Posted by Guest on July 12, 2018 in Blog
By Allison Ulven
On Wednesday night, AAI hosted a networking event with students from Georgetown University’s Student Leaders Program, which is supported by the U.S.-Middle East Partnership Initiative (MEPI). Students from Algeria, Jordan, Lebanon, Libya, Morocco, Tunisia, and West Bank and Gaza visited the office for a meet-and-greet learn more about the work of the Institute.
Looking to develop the leadership skills of its participants, the program teaches students to build relationships between citizens, civil society, and the government; to settle local issues; and gain a better understanding of democratic processes. Participants in the program go through six weeks of training to develop leadership skills and expand their understanding of civil society and participatory governance.
The event entailed “speed-networking,” where MEPI students were dispersed amongst different tables with a few AAI staff members and given only 10 minutes to talk before AAI staff switched tables.
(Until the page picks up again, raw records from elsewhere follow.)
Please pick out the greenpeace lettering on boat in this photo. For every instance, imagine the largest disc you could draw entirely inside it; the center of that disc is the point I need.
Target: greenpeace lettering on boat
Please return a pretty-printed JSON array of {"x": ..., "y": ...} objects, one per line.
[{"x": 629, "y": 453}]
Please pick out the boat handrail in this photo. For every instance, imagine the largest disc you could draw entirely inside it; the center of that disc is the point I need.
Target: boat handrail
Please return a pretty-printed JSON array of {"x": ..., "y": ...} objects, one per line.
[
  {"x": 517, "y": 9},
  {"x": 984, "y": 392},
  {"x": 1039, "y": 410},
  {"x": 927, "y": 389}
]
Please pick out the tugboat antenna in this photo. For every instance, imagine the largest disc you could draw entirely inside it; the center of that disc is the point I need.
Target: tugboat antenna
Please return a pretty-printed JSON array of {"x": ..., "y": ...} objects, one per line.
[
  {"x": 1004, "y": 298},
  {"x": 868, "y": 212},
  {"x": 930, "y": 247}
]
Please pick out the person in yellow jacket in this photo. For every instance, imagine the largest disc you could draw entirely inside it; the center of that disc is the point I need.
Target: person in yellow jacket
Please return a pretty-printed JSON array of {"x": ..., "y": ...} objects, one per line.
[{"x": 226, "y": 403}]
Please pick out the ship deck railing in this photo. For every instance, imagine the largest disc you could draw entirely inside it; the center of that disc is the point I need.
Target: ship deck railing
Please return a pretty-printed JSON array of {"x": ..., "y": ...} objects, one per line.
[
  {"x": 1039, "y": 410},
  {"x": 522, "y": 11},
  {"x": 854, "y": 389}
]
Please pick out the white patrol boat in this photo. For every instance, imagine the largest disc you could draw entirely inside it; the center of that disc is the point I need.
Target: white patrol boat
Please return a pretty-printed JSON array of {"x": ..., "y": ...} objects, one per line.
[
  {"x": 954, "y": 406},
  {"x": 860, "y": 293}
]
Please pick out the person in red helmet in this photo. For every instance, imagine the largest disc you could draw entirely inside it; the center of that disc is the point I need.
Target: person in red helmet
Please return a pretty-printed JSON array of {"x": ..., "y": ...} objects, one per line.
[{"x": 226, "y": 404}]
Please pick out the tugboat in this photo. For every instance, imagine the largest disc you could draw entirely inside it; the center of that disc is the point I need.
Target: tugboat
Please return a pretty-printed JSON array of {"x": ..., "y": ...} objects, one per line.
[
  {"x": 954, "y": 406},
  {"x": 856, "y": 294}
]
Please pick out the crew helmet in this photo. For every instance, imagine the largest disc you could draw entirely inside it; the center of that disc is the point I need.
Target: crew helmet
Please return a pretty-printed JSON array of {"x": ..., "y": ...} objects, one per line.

Although the conversations were short, many were able to engage in meaningful interactions and establish connections. AAI staff had the opportunity to talk about the work they do as well as their personal stories of how they got involved in their field and why it is important to them. Members of MEPI shared their experiences participating in the program, being in America for the first time, and their plans to go back and implement change in their hometowns. The staff also gave the students, who are living in Georgetown for the duration of the program, advice on must-see attractions in D.C., the best restaurants to eat at, and free activities offered.
Both the students and AAI staff were enthusiastic about the event and took advantage of the few minutes they had and the room was filled with chatter the whole evening as tables engaged in discussions. Everyone walked away from the evening with a better understanding and fresher perspective on the lives and work of the people they met that evening.
Allison Ulven is a summer 2018 intern at the Arab American Institute.